The school was divided into five houses, Gryffindor, Slytherin . . . no, wait, it was Coopers, Painswick, Birdlip, Leckhampton and Crickley, all hills that surrounded and enclosed the valley in which Gloucester was situated. During World War II, Gloucester had escaped the severe bombing of dockland cities due to its ability to disappear in the dark. When the German bombers were detected and the lights went out, the city vanished into the darkness of the valley, making it a difficult target. Consequently, whereas the docks of Liverpool and Bristol sustained heavy damage during the war years, Gloucester’s remained intact and operative. The lack of modernisation in the post-war era meant that Gloucester Docks were the go-to location for TV companies producing maritime period dramas. The BBC’s long-running nineteenth-century shipping drama,
The Onedin Line
, although set in Liverpool, was filmed on location in Gloucester and called upon many members of the
GODS
to be extras, including Richard Pegg. In 1982 a mass casting call went out to the company for extras to fill out the background of a German film production. The entire Pegg clan, with the exception of my sister Katy who was only three years old, made the trip down to the docks and dressed up in Edwardian period costume to spend the day as biological scenery. This was effectively my first film. I played the part of a young German boy at the back of the shot. It wasn’t a massive stretch for me. I’ve never seen it, in fact I can’t even remember what it was called. It’s not listed on my Internet Movie Database Page either, but I am positive that it happened. I distinctly recall my costume fitting, in a makeshift wardrobe room in one of the empty warehouses down at the waterside. The seemingly endless racks of musty period costumes being distributed among the excited amdrammers, my mum being delighted at getting the prettiest dress. What with the free lunch and the twenty-pound note I received at the end of the day, I made a mental note to try and be in a film again some time.

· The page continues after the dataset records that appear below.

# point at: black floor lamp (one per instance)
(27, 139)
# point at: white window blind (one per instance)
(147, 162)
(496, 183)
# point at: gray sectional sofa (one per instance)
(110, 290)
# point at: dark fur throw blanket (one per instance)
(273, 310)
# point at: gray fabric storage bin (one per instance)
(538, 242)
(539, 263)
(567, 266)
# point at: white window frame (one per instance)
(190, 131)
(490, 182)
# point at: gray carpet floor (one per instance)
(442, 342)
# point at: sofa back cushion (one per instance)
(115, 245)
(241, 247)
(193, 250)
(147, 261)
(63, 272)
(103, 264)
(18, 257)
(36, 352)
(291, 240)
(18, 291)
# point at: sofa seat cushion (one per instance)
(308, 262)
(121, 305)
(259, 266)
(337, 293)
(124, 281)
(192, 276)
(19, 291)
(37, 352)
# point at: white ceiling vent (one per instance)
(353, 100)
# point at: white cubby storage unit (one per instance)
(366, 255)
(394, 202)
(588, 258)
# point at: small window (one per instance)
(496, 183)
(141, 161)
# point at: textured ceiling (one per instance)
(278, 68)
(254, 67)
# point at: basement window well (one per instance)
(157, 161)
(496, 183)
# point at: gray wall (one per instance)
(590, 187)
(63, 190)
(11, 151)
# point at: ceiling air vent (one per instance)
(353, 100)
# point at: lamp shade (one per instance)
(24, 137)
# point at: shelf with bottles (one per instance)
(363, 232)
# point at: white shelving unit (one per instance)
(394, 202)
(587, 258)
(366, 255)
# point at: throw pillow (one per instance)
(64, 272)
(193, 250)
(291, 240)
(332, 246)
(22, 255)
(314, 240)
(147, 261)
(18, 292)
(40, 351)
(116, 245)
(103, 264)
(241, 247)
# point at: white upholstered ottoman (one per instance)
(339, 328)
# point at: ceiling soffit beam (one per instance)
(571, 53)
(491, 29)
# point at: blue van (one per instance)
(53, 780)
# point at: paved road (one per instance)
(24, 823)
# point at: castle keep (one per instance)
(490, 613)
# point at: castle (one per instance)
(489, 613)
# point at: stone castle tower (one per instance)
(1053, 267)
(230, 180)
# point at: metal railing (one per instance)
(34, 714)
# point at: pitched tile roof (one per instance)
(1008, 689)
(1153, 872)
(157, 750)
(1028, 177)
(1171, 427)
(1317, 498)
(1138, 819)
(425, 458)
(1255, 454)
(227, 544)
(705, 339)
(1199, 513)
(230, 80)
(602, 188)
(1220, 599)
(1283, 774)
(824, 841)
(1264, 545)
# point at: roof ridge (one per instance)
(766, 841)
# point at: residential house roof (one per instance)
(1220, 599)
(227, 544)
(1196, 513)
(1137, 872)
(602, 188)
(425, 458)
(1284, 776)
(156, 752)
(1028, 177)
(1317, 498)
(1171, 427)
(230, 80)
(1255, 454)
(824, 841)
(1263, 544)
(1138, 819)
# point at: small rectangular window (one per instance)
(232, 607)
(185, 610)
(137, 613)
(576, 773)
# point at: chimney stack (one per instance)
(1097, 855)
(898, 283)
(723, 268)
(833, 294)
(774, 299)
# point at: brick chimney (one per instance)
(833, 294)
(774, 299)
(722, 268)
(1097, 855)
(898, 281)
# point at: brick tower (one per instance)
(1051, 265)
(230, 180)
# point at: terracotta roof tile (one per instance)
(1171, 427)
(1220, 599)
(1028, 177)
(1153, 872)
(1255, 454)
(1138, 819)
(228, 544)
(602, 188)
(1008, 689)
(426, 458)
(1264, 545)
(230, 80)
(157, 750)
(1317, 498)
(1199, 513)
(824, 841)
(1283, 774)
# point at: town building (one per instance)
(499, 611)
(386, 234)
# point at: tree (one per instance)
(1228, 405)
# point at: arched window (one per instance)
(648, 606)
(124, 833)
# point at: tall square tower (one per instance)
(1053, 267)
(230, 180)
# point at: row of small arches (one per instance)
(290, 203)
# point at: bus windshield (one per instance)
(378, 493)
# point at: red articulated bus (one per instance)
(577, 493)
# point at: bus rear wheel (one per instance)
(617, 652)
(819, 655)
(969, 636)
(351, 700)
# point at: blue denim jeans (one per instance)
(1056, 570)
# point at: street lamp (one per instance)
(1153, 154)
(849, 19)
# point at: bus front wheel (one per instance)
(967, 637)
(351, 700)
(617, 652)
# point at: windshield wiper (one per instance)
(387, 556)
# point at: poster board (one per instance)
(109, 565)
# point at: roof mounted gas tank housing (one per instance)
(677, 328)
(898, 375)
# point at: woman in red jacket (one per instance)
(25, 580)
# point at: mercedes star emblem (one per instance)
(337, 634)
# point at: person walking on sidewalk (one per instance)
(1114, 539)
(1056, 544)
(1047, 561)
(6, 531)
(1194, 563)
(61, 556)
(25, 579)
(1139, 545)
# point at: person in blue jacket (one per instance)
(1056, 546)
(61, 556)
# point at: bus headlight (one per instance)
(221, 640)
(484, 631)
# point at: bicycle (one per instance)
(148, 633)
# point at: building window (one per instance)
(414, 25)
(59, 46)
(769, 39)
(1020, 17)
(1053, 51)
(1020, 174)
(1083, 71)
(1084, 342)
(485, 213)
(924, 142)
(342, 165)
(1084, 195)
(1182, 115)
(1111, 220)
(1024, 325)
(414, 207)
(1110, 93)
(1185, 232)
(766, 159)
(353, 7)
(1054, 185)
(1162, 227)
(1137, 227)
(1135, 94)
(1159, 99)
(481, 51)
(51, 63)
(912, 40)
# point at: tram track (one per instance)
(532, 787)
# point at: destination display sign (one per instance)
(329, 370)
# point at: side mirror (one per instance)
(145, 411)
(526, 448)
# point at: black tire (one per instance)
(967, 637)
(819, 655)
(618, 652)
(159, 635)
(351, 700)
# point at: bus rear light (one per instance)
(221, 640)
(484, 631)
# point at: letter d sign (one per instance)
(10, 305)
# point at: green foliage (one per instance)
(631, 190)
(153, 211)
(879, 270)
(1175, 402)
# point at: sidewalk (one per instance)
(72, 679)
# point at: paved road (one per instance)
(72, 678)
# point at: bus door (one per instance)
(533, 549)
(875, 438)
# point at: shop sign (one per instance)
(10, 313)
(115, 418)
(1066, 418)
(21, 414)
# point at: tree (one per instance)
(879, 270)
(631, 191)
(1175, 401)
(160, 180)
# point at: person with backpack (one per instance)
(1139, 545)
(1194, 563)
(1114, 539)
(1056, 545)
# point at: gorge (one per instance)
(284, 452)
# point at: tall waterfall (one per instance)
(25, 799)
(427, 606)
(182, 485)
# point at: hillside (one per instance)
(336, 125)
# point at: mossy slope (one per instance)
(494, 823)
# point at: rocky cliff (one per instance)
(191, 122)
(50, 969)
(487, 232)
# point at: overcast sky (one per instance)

Back in Mr Calway’s classroom, that initial burst of eagerness sustained me for quite some time, despite David Kyle making a ‘swot’ gesture at me by thrumming his nose as I returned from completing my fifth voluntary chore in one day. I told my joke in front of the class every Monday morning and learned my first lesson about social responsibility from Mr Calway after delivering one of Jim Davidson’s Chalky routines, and, towards the end of the year, performed my first self-penned stand-up comedy set to the rest of the school to varying degrees of success.

Before the teachers’ strike put paid to any extra-curricular activity, the pupils of Brockworth Comprehensive were treated to two outward-bound excursions in their first and third years at the school. The first-year trip was to youth hostel in Welsh Bicknor, the third-year one was to a campsite called Biblins in the Wye Valley. We never made it to Biblins due to industrial action and boy, were we bummed! Bummed in the American sense of course, although rumour had it, a boy was bummed in the British sense by a loony in the woods at Biblins. On reflection, I am certain that story was as apocryphal as the ones about the kid who had his balls crushed in a vice or the boy in the fifth-year who had two cocks.